Prigioniere francesi trattate come “oggetti” e soldati tedeschi follemente innamorati di loro…

articleUseronJune 10, 2026

Non sarai mai Greta. Sei solo una ragazza francese, una prigioniera. Niente. Si alzò e iniziò a fare i cento passi nella stanzetta. Ho provato, ho davvero provato a trasformarmi in lei, a vederti come lei. Ma non sei abbastanza brava. Non canti come lei. Non sorridi come lei. Non lo sei. Si fermò, mi guardò con un’espressione mista di disgusto e disperazione.

Tu non sei niente. Avrei dovuto sentirmi sollevato. Avrei dovuto essere felice che l’illusione si infrangesse, che Klaus finalmente vedesse la verità. Ma in quel momento capii cosa Simon aveva cercato di dirmi. Un uomo ossessionato è pericoloso, ma un uomo la cui ossessione crolla è fatale. Klaus si avvicinò a me. Mi afferrò il viso con forza.

Le sue dita si conficcavano nelle mie guance. “Perché non puoi essere lei?” urlò. “Perché non puoi essere semplicemente ciò di cui ho bisogno?” Le sue mani si mossero verso il mio collo, non strette, non ancora, ma erano lì, tremanti, esitanti tra la violenza e il controllo. Chiusi gli occhi, aspettai e poi all’improvviso mi lasciò.

Si allontanò, si accasciò sulla sedia, si mise le mani tra i capelli e scoppiò a piangere. Un singhiozzo straziante che gli scosse tutto il corpo. “Mi dispiace”, sussurrò tra le lacrime. “Mi dispiace tanto per tutto, per quello che ti ho fatto, per quello che questa guerra ha fatto a tutti noi, trasformandoci. Sono rimasto immobile, senza sapere cosa fare, senza sapere se fosse reale o solo un’altra manipolazione.”

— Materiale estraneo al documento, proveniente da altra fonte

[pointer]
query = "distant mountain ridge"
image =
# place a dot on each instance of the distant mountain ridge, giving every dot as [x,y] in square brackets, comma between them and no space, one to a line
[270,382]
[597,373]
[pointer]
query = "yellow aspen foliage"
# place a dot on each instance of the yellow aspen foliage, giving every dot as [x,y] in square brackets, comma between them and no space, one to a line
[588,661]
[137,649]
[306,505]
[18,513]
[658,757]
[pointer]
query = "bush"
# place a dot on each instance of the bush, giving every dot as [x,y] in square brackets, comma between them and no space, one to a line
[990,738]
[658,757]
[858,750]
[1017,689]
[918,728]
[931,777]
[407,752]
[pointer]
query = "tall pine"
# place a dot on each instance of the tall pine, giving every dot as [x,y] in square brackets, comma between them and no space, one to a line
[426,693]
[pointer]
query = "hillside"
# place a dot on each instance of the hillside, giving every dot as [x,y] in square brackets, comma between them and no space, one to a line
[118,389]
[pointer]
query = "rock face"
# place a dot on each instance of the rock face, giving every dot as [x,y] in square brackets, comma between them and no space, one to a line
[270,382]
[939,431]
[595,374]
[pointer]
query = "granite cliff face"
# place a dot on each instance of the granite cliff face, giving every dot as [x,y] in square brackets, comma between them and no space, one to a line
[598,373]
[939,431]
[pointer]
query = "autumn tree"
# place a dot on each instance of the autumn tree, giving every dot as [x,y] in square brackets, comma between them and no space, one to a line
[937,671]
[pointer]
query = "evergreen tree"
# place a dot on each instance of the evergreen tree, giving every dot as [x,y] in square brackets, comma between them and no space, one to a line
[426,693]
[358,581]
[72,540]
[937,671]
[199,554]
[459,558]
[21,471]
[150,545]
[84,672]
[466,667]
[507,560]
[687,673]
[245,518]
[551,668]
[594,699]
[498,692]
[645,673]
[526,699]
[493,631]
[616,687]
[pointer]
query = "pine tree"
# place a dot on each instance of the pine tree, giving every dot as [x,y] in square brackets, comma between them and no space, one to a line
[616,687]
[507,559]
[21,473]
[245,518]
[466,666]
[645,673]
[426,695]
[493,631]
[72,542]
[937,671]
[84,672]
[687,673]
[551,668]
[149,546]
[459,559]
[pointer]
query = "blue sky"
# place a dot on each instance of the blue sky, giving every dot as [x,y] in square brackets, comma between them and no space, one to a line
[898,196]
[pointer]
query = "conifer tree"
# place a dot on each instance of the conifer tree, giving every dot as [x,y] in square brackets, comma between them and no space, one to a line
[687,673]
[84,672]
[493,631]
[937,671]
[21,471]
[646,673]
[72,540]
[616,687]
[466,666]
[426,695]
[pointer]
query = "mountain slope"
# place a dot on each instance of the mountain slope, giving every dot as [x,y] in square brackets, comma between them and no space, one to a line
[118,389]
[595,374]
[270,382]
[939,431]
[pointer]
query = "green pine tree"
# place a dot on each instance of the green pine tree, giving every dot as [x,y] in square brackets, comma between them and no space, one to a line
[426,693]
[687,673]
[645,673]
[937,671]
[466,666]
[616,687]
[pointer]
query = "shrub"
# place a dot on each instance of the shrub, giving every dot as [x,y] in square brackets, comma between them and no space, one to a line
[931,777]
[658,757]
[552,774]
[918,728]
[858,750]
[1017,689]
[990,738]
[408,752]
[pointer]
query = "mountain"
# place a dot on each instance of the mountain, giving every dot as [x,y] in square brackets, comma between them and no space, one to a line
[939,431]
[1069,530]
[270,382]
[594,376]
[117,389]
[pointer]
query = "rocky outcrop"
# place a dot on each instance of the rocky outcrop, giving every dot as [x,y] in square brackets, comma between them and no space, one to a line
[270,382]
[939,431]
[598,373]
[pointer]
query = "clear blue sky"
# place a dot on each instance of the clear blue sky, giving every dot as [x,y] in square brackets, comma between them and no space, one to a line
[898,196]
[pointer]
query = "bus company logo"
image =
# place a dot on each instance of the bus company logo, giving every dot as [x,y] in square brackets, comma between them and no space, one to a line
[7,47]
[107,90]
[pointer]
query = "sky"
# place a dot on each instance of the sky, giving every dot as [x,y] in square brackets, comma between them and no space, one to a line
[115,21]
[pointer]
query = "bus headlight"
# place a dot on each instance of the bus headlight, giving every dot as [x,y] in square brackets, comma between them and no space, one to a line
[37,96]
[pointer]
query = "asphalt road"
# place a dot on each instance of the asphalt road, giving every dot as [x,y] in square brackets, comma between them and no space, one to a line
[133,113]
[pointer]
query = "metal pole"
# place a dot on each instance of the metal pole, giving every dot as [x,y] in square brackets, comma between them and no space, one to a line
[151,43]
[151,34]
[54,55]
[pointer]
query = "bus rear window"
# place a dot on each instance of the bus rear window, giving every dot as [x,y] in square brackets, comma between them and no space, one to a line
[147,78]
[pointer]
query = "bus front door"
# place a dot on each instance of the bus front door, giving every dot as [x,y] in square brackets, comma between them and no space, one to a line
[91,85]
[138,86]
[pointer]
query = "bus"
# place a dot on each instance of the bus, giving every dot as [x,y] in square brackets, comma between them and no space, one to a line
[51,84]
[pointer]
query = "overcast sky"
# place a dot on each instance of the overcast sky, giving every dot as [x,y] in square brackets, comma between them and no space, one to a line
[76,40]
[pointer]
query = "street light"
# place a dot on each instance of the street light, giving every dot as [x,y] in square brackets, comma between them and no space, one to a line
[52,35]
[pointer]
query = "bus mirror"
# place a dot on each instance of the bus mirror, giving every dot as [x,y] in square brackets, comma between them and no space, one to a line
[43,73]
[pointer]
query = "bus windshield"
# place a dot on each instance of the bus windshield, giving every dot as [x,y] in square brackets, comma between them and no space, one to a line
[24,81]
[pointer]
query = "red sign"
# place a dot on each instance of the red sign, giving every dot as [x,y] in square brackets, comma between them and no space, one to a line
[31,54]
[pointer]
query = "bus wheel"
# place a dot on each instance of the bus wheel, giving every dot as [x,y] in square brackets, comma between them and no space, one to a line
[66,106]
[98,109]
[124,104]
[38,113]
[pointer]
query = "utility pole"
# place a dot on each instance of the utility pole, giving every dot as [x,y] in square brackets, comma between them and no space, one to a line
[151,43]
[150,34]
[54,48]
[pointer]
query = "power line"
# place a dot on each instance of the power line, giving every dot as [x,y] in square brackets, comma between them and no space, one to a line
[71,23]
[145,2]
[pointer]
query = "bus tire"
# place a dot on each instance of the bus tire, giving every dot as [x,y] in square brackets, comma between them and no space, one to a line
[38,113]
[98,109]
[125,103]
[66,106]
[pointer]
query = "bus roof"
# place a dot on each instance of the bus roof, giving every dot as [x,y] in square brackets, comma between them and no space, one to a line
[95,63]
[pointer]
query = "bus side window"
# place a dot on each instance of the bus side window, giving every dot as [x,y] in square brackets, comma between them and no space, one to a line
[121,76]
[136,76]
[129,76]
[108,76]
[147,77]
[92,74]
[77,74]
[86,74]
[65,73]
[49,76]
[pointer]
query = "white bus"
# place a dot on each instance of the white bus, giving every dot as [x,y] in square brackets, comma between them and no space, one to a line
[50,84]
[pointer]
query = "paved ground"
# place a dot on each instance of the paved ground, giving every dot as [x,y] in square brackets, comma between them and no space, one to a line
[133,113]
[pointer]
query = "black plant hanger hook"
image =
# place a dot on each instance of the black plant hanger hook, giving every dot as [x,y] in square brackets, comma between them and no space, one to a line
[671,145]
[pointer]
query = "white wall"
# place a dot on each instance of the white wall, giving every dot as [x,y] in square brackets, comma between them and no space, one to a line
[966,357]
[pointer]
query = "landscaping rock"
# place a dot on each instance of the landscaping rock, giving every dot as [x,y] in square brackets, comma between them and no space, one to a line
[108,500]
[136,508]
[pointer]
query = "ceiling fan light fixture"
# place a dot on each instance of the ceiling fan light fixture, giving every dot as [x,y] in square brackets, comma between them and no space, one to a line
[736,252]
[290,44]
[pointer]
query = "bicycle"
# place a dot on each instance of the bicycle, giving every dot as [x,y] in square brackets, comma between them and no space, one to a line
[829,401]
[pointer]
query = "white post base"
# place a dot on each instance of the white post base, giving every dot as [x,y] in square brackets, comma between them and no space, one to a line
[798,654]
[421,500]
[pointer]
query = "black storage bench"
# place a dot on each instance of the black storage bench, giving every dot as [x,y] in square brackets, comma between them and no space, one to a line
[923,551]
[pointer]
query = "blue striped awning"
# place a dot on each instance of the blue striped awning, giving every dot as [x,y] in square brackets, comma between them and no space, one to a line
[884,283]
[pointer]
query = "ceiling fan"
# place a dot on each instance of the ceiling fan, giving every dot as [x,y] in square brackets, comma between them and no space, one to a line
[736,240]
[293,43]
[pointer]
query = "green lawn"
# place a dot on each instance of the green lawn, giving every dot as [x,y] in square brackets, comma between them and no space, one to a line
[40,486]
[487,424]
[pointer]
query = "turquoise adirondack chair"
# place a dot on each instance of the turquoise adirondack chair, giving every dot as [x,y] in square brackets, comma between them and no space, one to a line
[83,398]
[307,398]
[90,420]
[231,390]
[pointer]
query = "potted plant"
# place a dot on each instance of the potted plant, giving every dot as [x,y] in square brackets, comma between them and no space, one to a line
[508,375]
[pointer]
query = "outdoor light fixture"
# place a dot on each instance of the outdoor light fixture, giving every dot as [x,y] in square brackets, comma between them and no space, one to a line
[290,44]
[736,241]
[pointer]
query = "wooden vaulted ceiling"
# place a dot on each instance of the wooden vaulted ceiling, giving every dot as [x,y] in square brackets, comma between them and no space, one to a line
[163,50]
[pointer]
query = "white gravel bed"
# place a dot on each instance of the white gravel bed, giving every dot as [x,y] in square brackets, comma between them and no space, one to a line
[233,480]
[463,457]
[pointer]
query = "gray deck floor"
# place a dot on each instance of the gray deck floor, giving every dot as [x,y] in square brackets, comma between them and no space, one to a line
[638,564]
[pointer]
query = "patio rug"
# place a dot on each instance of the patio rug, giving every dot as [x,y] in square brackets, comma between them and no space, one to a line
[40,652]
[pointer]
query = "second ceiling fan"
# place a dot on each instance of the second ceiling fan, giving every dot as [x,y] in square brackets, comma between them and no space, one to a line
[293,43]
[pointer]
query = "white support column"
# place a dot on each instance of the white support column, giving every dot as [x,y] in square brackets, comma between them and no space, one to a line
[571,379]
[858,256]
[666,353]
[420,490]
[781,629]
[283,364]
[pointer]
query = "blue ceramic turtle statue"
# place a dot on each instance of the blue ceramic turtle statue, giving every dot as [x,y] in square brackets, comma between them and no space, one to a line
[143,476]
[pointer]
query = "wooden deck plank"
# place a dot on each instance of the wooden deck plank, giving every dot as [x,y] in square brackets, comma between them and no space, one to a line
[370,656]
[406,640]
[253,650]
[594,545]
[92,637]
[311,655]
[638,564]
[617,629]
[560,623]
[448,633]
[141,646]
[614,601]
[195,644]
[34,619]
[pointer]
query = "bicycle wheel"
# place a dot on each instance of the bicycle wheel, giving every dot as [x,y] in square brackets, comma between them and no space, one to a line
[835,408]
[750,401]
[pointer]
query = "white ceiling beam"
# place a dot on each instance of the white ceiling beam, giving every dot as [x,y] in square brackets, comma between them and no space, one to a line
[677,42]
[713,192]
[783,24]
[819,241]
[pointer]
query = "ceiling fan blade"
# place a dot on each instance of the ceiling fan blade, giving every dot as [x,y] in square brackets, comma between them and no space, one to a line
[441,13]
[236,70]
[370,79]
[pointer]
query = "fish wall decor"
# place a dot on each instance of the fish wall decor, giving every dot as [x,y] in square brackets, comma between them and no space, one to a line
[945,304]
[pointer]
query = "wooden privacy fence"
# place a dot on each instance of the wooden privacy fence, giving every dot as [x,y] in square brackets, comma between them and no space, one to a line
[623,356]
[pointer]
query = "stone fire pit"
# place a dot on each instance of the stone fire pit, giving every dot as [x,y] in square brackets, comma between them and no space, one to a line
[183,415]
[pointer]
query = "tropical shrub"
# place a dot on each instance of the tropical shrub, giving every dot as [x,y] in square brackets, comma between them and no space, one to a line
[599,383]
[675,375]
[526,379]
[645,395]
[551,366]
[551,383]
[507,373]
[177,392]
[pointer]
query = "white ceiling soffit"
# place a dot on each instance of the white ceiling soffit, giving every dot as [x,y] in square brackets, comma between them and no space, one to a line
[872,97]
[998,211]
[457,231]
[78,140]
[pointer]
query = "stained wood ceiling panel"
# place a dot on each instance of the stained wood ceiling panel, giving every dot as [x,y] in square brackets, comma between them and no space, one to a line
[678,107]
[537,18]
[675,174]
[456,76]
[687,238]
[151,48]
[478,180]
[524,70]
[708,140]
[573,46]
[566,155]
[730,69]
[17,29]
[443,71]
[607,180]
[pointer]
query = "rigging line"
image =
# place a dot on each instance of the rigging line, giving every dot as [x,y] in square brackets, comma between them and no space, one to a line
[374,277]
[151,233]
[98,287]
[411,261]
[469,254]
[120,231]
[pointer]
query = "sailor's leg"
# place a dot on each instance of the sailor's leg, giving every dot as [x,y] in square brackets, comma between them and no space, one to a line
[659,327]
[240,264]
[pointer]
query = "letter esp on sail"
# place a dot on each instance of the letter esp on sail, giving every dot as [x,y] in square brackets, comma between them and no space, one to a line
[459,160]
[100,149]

Poi Klaus alzò la testa e guardò. «Vai», disse dolcemente. «Vattene prima che faccia qualcosa di irreparabile». Mi alzai, le gambe mi tremavano così tanto che riuscivo a malapena a camminare. «E non tornare», aggiunse. «Non ti chiamerò più». È finita. Sono uscita da questa cantina per l’ultima volta.

Per due settimane, Klaus non ha chiamato. Non mi ha fatto sorvegliare durante i conteggi. Non mi ha detto niente, non mi ha portato un regalo. Era come se per lui avessi cessato di esistere. Simon mi ha detto che dovevo stare attenta, che questo silenzio era forse più pericoloso dell’ossessione, che Klaus avrebbe potuto rivoltarsi contro di me da un momento all’altro.

Ma osai sperare, sperare che fosse davvero finita, di essere sopravvissuto. E poi, il 24 aprile 1944, tutto cambiò. Arrivarono i bombardieri alleati. Attaccarono la città vicina, distruggendo binari ferroviari, ponti, depositi di rifornimenti. Il campo entrò in stato di allerta. I soldati correvano in tutte le direzioni. Gli ufficiali urlavano ordini contraddittori.